HSCR is caused by disruption of complex signaling pathways within the gene regulatory network (GRN) during enteric nervous system (ENS) development, including glial cell line-derived neurotrophic factor (GDNF) and GDNF family receptor alpha-1 (GFRα1). However, pathogenic variants in all GRN genes account for only ~ 80% cases; therefore, the epigenetic role remains to be elucidated.
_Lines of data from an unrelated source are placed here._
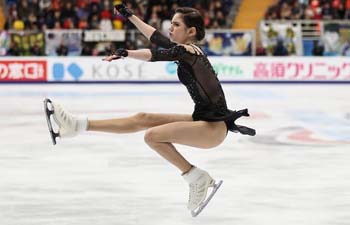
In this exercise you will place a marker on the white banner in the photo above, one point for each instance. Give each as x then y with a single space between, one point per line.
99 35
227 68
93 69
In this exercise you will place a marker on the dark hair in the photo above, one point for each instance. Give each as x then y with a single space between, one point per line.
192 18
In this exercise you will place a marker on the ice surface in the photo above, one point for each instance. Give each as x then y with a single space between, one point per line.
295 171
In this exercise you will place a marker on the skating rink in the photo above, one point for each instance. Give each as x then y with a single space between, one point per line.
295 171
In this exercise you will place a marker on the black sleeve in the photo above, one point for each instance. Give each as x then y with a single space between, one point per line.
160 40
172 54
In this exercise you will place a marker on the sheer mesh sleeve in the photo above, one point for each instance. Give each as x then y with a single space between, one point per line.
160 40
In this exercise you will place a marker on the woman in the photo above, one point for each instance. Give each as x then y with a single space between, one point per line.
206 128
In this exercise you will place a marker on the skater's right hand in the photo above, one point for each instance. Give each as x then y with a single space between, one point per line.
124 10
119 53
111 57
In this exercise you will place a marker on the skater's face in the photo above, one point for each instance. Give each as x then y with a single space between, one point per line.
179 32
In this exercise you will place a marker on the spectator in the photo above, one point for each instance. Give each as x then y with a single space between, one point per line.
62 50
280 49
36 50
318 48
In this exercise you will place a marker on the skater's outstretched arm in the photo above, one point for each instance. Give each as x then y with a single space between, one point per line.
141 54
144 28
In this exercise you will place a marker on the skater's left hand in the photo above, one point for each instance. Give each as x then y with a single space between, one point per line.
119 53
111 57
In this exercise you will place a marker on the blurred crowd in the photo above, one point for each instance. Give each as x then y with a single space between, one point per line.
41 15
98 14
309 10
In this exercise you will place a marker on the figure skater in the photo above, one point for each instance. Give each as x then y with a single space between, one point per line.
206 128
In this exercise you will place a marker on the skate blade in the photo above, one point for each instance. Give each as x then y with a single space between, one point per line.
216 186
48 113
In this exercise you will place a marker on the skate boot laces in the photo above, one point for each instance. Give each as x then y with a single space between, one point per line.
198 191
65 121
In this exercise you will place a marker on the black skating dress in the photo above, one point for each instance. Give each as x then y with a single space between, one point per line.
197 74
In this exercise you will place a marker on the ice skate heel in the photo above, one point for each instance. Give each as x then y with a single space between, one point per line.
48 109
200 208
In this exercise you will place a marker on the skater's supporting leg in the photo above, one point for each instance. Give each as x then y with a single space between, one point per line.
197 134
169 152
137 122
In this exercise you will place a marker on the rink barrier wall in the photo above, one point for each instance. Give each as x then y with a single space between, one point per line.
229 70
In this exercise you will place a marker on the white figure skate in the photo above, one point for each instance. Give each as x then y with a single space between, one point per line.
199 182
69 125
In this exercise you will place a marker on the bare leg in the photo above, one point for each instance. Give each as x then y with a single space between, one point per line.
169 152
197 134
138 122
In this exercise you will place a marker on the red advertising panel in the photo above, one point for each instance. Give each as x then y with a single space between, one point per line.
23 70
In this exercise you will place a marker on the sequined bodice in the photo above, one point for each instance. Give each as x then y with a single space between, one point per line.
195 72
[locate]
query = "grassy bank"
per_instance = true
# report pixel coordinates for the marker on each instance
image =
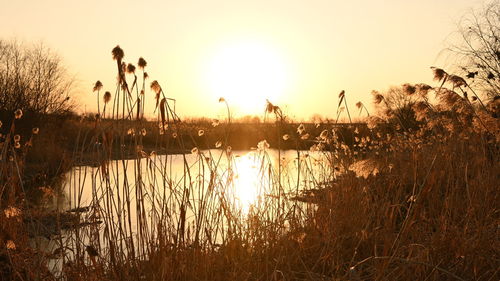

We compared GDNF and GFRα1 expression between HSCR patients and controls.

Results

qPCR revealed an upregulated GDNF expression in both ganglionic (206.37-fold) and aganglionic (126.35-fold) HSCR compared to control colons (ΔCT 7.65 ± 2.19 vs. 15.34 ± 1.34; p = 0.0001; and ΔCT 8.35 ± 2.57 vs. 15.34 ± 1.34; p = 0.0001). qPCR also showed an upregulated GFRα1 expression in both ganglionic (29.66-fold) and aganglionic (18.44-fold) HSCR compared to control colons (ΔCT 8.44 ± 1.98 vs. 13.33 ± 1.36; p = 0.0001; and ΔCT 9.13 ± 1.46 vs. 13.33 ± 1.36; p = 0.0001). In addition, no significant differences were observed between ganglionic and aganglionic segments for either GDNF or GFRα1 (ΔCT 7.65 ± 2.19 vs. 8.35 ± 2.57; p = 0.43; and ΔCT 8.44 ± 1.98 vs. 9.13 ± 1.46; p = 0.29). Our study demonstrates global aberrant expression of GDNF and GFRα1 in HSCR patients. These findings underscore the complexity of HSCR as a multifactorial disorder and highlight the importance of integrated signaling networks in ENS development, providing a rationale for further mechanistic and translational studies.